What I wrote: "Well, I'd much rather take "battlefield" over "crooked
> >>> mouth" for the !!meaning!! of name of my ancestors, untrue
> >>> though it may be" - see exclamation marks around "meaning".
>
> [...]
>
> > But apparently even my name "Jarrette"
>
> It's most likely of patronymic origin, from either of the
> names whose standard forms are now <Gerald> and <Gerard>.
> It's possible but rather less likely that it's a feminine
> form of the French surname <Jarret>, a diminutive of <jarre>
> 'jar', metonymic for a maker or seller of such things.

The latter looks more plausible to me, and it's far better than "Leg"
or the other meanings (yes, only French <jarret> has the meanings
"hock, ham, hollow of the knee" (also Ital <garretto> "ankle, hock"
and Sp <jarrete> "calf of the leg"), but knowing that it came from
Celtic, I wrongly assumed the Celtic words had the same meaning as the
French). I think the feminized ending was probably a mistaken
spelling arising either in the Caribbean or in England, to which
country the name looks to me like it must have been exported, from
France, presumptively its original home. Then logically I guess some
Jarret(t)(e) s migrated from England to the West Indies.

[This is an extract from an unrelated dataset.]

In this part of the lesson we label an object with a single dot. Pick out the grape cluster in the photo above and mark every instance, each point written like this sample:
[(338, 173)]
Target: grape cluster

But then again
Trinidad was at one time a French colony so it's just as plausible
that some French folk migrated to Trinidad, from which I might be
descended -- I don't know if I'm directly descended from any of these
or whether their slaves took on the last names of their masters (my
father is quite dark, so it doesn't look like there's any French or
English in him, apart maybe from his pointed narrow nose, very
un-negrotic) .

AJ

I have colleagues from Trinidad with family who have French names. Trinidad was once largely French-creole speaking but it's died out according to my friends. Your name could be any of the above or a misprism of something else. In West Virginia, where my parents were from --Bayer somehow ended up as Bias and as Cyrus, Schaeffer as Shavers, Diehl became Dial, Mc Carricker as Calico, etc.